2017 was a rocky year for kids content on the internet, and the growing need for kid-friendly technology has thrown some heretofore unknown kidtech startups into the spotlight.
The less than 5-year-old kidtech company SuperAwesome is leading the charge, with their first-ever profitable quarter at the end of 2017, 70% growth year-over-year, and a $100m valuation.
So, what exactly is kidtech?
Recent controversies around what should be labeled as “kids content” on platforms like YouTube have shown a pressing need for regulations that make tech safer for kids — and SuperAwesome aims to fill in the gaps.
Their technology powers many big-name platforms in the children’s market like Activision, Hasbro, and Cartoon Network to ensure kid-safe advertising, social engagement tools, and parental controls. And that advertisers aren’t tracking children’s personal data.
Kids using tech? Whodathunk?
SuperAwesome accredits the world’s shift to digital as a main source of its growth, with TV viewing falling 10 to 20% annually — but many companies didn’t take kids into account when the digital shift first started taking place (child “digital budgets” are now growing 25% YoY).

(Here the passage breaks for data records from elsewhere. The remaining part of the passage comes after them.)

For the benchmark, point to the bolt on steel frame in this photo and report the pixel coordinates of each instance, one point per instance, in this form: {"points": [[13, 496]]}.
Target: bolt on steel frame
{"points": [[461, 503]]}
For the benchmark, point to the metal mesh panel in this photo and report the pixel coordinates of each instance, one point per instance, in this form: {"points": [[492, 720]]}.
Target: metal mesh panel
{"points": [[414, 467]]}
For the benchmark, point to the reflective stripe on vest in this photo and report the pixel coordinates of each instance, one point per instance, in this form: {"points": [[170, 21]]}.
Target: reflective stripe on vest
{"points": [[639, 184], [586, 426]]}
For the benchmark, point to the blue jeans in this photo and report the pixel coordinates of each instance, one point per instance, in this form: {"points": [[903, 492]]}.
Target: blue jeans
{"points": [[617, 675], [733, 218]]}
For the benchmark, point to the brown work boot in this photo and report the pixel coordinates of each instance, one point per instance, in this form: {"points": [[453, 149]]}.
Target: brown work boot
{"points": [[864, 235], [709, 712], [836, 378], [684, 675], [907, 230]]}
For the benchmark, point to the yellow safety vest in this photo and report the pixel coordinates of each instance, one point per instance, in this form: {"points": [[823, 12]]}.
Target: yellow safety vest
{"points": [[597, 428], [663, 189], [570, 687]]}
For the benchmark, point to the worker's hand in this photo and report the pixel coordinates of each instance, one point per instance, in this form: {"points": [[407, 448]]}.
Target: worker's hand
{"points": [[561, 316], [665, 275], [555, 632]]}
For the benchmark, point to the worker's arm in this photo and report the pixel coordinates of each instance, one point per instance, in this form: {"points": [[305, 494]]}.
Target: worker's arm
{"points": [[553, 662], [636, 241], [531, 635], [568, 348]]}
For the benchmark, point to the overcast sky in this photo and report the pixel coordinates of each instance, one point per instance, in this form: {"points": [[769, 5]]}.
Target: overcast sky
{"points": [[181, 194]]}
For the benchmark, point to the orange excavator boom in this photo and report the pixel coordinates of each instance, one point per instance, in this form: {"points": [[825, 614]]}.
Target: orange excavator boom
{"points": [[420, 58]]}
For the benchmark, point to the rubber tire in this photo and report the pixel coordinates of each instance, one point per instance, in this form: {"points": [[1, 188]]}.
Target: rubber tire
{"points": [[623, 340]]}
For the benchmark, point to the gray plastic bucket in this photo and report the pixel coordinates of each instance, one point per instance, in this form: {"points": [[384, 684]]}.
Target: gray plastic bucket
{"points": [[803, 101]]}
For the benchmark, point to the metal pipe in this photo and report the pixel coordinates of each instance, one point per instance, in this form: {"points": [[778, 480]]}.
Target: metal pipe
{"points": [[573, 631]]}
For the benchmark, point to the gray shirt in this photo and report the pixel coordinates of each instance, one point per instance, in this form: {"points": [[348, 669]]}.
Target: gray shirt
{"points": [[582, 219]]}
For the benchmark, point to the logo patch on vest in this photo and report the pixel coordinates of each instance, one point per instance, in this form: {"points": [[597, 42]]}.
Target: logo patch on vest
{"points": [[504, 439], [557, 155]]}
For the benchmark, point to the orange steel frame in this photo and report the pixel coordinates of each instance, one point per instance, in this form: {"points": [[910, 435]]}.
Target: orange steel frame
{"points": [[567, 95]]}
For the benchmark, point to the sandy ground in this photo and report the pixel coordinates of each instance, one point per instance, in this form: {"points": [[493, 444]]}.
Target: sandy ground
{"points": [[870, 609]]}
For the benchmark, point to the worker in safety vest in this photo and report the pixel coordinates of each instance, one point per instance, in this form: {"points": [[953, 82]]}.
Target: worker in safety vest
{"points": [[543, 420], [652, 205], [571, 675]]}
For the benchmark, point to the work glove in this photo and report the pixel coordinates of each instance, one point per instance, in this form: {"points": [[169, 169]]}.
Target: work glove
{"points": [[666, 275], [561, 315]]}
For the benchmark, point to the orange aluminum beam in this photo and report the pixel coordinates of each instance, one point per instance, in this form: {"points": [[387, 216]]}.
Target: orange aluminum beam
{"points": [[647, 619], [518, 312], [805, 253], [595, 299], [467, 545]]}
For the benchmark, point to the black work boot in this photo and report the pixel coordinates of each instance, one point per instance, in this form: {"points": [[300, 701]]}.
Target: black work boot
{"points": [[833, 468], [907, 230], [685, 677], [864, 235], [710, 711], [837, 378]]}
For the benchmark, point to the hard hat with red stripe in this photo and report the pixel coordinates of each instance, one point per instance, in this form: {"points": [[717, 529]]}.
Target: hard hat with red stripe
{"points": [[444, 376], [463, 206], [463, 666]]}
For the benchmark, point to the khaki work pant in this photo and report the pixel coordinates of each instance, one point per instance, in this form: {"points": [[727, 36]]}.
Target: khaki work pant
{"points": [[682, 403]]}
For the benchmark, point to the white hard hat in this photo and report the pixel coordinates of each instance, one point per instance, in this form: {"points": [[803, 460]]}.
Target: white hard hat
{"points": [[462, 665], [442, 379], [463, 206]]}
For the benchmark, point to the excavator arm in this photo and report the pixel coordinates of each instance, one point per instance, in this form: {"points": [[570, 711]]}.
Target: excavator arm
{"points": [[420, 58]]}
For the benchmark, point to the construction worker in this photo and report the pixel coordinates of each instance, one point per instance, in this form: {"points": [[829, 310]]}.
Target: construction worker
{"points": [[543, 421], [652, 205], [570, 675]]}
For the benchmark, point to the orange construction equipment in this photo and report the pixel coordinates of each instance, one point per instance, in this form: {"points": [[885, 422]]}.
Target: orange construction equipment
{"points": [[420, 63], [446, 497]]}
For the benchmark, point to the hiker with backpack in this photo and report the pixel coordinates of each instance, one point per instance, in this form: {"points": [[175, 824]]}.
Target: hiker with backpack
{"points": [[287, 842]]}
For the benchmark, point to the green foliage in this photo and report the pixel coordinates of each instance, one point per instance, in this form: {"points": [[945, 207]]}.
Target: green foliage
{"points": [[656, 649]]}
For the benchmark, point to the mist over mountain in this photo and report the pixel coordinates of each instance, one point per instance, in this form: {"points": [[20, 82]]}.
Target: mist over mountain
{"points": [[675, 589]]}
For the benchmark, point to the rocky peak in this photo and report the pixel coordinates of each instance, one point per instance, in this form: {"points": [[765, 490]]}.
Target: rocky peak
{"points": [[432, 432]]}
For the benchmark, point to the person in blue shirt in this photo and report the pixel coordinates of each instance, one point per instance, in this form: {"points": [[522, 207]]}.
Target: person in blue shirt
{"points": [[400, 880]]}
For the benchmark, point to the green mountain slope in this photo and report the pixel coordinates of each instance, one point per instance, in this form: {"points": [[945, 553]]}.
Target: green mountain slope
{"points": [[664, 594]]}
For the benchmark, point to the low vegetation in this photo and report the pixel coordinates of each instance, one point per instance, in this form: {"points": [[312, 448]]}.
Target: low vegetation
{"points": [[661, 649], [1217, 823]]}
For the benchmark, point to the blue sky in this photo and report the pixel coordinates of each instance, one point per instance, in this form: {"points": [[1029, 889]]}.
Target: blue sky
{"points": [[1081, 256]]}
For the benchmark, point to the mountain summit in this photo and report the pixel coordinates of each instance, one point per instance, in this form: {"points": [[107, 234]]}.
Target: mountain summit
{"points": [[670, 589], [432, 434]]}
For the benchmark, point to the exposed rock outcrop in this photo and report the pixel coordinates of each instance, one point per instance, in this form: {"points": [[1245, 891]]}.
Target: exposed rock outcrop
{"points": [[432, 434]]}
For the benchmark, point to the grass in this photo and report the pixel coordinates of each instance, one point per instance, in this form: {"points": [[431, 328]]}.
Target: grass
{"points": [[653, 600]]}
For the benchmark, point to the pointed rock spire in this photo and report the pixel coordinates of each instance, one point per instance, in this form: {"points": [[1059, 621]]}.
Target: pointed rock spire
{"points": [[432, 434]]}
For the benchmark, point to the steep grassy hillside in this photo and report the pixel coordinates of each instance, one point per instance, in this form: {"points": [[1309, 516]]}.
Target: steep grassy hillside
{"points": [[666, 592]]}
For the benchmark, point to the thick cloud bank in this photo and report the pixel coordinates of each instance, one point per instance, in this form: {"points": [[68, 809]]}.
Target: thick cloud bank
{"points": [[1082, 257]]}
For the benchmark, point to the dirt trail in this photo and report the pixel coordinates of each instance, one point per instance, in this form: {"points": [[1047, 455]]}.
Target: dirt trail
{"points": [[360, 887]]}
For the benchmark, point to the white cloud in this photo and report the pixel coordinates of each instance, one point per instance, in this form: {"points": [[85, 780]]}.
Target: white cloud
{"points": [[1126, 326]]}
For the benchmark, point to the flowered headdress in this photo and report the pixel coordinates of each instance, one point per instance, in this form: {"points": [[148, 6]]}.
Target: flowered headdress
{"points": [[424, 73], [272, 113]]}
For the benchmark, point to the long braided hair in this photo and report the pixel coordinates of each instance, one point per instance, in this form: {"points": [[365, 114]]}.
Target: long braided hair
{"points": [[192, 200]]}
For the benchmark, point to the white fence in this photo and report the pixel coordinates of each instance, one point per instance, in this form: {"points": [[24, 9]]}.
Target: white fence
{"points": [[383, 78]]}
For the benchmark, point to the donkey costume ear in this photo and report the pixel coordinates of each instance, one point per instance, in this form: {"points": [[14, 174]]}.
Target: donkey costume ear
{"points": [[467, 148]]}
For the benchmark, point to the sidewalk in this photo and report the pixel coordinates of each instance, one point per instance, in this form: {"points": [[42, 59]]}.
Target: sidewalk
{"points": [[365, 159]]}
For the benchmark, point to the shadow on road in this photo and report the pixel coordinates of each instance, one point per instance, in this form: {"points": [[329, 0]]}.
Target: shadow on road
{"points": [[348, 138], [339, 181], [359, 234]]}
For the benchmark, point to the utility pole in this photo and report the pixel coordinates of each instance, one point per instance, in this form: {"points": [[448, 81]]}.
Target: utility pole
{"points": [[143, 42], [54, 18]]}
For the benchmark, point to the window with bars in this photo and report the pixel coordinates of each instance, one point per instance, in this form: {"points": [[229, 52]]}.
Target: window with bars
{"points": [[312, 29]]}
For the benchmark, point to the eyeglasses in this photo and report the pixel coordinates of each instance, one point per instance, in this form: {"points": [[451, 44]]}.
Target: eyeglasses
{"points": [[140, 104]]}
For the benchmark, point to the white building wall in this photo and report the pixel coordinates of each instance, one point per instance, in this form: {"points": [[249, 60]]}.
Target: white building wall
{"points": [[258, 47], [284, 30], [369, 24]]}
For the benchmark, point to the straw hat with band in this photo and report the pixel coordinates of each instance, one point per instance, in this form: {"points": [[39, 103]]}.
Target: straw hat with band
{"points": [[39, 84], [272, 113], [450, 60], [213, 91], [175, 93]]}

But SuperAwesome’s already got it covered: their kid social platform, PopJam, lets developers create experiences where kids can like, comment, share, and repurpose online kid-friendly content — priming young bucks for the days when tech consumes their lives completely. Perfect.
The ‘Tube’s loss is their gain
Yuh-Tube has been in a frenzy over the past year, desperately trying to figure out how to protect kids from the seemingly insurmountable influx of inappropriate content targeting them on the site.
And if SuperAwesome can figure out how to effectively police it, the world is their playpen.